Of course, COVID-19 restrictions, vaccinations, and masking occupied a meeting discussion. Scheier is pro-vaccine and pro-masking, but other discussion participants voiced strong, opposing views. 

“I found that by listening and trying to understand their views, I was able to see that these folks weren’t living in some other reality from me,” Scheier said. “They had some very heartfelt concerns, not concerns that I shared, but were coming from a different perspective and were skeptical about what the government and drug companies were trying to do and the quality of the vaccines.” 

Scheier said his views were welcomed and respectfully listened to by meeting participants. 

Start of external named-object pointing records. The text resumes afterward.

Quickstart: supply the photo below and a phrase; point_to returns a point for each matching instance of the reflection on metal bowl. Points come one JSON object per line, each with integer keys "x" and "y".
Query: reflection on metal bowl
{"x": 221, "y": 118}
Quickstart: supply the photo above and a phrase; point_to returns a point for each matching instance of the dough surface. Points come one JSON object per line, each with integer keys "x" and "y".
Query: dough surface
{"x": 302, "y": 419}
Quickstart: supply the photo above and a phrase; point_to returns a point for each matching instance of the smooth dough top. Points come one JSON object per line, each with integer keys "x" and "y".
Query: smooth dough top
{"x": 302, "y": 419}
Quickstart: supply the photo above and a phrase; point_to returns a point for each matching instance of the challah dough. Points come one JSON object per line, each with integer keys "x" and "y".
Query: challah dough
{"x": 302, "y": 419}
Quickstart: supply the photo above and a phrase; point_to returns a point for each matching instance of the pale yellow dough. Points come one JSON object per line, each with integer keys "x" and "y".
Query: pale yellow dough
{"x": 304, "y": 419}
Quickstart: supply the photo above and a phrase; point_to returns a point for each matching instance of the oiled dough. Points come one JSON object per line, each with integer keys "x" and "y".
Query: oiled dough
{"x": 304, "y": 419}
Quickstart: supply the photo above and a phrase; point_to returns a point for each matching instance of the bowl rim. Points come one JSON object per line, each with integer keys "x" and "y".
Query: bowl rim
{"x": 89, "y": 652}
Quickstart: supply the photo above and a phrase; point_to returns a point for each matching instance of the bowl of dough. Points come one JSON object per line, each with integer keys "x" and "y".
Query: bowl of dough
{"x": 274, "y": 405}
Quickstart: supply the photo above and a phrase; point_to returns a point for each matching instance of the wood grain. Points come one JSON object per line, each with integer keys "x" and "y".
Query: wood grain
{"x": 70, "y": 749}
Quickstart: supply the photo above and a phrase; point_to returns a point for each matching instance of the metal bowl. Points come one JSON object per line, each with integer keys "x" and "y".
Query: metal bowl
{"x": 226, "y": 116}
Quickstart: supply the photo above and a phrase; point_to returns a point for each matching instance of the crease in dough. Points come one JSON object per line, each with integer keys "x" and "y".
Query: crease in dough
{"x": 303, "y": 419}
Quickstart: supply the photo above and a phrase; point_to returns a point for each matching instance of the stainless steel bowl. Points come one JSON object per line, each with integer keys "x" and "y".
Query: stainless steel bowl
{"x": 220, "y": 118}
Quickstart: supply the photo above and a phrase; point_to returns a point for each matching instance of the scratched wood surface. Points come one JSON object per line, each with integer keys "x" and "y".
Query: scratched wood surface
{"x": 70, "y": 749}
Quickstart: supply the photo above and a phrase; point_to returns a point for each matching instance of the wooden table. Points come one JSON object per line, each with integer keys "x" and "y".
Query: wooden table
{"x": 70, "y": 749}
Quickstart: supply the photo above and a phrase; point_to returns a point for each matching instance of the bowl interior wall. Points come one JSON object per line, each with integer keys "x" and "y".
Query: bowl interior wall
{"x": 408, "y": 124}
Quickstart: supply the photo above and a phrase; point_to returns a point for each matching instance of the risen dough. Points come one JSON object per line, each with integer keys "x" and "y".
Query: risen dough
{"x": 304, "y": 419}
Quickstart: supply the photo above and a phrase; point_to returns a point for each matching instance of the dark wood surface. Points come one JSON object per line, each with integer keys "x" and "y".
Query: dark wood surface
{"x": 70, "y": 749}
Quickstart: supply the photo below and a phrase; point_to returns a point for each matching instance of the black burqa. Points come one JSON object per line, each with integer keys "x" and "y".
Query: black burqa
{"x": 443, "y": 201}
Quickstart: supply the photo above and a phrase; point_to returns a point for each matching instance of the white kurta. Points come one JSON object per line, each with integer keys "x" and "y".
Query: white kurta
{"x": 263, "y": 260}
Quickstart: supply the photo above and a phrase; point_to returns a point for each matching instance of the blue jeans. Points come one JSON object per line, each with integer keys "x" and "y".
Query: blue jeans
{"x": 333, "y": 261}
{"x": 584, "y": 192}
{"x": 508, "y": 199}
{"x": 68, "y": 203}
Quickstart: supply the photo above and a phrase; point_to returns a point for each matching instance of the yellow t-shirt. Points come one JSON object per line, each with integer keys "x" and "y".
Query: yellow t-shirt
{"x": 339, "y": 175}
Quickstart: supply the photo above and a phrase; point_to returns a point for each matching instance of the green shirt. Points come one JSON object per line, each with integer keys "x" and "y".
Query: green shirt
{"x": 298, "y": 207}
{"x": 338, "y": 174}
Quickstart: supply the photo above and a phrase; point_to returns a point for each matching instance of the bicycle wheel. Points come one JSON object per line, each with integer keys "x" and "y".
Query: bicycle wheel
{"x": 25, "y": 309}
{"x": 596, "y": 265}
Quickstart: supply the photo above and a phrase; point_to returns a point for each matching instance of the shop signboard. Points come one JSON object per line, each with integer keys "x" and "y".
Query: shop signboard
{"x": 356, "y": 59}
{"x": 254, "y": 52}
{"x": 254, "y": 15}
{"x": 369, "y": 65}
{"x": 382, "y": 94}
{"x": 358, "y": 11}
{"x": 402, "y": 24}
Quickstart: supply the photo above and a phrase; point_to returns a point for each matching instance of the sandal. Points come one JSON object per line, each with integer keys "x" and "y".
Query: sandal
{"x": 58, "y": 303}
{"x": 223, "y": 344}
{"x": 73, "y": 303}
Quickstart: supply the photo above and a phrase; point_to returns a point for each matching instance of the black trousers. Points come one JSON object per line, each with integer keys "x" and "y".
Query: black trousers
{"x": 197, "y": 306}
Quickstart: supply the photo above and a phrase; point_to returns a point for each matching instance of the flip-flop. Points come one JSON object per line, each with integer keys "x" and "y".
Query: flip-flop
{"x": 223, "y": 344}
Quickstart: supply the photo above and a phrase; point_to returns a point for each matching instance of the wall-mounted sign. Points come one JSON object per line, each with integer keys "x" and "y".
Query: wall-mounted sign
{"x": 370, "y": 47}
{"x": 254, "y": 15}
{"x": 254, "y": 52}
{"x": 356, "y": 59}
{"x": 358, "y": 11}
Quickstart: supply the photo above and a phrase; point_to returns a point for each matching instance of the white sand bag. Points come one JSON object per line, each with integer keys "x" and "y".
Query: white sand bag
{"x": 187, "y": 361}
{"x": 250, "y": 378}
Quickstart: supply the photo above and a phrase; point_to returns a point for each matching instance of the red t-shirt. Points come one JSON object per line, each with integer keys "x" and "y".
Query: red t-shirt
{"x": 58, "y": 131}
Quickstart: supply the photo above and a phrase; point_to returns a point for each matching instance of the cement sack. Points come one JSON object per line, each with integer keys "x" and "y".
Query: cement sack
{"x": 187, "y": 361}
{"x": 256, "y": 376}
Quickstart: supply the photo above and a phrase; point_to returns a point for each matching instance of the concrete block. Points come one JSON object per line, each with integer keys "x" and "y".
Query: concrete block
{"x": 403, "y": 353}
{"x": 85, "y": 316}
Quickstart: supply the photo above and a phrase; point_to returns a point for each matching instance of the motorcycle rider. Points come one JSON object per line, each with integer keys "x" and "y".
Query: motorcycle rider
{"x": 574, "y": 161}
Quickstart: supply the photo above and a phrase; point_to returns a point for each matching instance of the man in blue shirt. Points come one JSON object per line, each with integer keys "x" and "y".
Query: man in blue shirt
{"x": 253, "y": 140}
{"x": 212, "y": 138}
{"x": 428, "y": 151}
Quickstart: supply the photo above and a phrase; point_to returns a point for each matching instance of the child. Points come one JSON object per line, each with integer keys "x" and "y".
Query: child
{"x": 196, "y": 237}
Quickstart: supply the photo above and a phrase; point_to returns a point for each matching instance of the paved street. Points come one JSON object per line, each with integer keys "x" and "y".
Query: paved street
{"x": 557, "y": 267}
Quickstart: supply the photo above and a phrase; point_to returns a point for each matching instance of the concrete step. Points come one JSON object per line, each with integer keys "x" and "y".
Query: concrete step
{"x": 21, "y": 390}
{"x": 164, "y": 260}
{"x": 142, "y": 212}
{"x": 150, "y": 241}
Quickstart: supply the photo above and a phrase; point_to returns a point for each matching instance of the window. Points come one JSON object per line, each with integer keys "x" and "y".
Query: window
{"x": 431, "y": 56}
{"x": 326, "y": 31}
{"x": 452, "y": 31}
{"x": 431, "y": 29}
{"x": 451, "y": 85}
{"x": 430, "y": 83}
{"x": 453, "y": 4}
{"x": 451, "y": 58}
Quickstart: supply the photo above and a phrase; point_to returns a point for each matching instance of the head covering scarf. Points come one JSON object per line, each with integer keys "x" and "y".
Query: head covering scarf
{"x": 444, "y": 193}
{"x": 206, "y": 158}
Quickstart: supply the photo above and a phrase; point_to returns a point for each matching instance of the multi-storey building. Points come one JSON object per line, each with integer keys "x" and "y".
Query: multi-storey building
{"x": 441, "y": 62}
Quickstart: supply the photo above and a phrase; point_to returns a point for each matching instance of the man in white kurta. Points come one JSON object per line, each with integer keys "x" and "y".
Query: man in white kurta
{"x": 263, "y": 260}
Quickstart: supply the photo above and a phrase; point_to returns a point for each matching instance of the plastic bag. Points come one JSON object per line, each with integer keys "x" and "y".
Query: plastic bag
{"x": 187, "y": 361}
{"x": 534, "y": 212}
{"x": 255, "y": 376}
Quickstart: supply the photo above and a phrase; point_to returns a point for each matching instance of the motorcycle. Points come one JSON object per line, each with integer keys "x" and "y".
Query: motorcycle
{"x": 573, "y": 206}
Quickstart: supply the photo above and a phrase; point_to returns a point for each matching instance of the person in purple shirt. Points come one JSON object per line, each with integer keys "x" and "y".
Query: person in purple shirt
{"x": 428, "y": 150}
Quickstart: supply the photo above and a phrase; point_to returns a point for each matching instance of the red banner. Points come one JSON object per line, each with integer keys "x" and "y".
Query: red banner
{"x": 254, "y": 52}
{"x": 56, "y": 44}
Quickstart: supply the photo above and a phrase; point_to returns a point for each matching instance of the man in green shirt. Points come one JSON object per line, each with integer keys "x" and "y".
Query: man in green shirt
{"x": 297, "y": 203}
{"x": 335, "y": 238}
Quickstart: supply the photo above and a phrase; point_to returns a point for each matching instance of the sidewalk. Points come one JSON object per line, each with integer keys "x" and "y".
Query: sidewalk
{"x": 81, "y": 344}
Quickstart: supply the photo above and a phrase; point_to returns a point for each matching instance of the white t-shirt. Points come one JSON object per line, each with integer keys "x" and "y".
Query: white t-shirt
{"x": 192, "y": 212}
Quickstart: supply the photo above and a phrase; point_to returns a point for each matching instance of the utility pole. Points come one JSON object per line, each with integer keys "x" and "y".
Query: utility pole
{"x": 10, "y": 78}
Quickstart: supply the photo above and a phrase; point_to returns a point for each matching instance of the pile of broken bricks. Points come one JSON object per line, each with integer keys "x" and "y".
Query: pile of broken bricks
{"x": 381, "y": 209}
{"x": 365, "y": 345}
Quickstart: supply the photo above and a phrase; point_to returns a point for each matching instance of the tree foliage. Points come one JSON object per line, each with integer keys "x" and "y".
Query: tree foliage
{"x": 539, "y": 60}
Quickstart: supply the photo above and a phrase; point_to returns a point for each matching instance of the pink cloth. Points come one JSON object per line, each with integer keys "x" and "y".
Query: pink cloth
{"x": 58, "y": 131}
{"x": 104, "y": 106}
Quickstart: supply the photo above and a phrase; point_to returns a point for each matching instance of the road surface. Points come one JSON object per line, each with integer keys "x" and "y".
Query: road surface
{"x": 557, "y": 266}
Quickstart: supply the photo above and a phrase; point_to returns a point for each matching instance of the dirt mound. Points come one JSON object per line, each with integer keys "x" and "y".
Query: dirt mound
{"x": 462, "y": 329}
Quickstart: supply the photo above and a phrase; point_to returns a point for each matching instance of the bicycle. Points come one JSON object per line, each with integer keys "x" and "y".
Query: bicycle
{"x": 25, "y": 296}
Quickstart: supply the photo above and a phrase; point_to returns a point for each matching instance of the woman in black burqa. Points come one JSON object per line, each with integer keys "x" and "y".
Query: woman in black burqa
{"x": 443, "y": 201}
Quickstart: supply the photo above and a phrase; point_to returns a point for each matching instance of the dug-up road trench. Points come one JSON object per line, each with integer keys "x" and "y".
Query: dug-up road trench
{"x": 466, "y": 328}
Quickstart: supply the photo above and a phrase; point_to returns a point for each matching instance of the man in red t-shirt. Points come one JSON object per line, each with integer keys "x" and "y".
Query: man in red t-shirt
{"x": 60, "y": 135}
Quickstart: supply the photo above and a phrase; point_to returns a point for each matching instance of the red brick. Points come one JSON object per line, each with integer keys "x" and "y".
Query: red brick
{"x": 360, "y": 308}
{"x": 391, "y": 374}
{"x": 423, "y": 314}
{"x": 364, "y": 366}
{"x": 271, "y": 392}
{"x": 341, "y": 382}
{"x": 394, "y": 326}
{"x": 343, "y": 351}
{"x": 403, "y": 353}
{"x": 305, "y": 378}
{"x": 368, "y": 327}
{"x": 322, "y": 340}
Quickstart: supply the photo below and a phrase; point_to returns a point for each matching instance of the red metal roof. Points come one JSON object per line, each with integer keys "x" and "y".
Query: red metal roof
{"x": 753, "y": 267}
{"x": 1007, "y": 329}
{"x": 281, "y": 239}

“How often do you have a conversation like that about a heated topic, and the other side asks you to tell you what you think?” Scheier said. “I felt like him and I could sit down and come to a mutual solution on something like the COVID issue after that.” 

In an effort to broaden their conversations, the New England chapter of Braver Angels has reached out to local colleges in an effort to provide information and awareness of the group. 

“They’re the ones who will have to live in the society that we are hoping to improve,” Scheier said. 

Scheier said he has one overriding reason for taking part in Braver Angels: This isn’t the country that he grew up in, and it isn’t the country he wants to leave to his children and grandchildren. 

He wants to be more involved in changing the trajectory of the country’s political divide, and he wants to understand how people on the other side – Republicans — think the way they do, and to see if there was a way to have a respectful conversation with them.

“I don’t know exactly how I stumbled across Braver Angels but when I saw their approach, I was very impressed with it,” Scheier said. “It works… It’s one small step towards healing the divides in our country.”

Engaging in these kinds of civil conversations has led Scheier to having more respect and understanding in similar political conversations with friends and family outside of the group. 

“I became more involved in the past year as I became concerned about the breakdown of civility in society and the very sharp splits between the quote ‘red and blue sides,’” Scheier said. “I feel like our democracy is really in danger if we can’t at least speak respectfully to each other, if we can’t even agree on the same set of facts, and if people on both sides of the political divide are dehumanizing each other.” 

Braver Angels is open to everyone regardless of age, sex, race, religion, culture and sexual identification.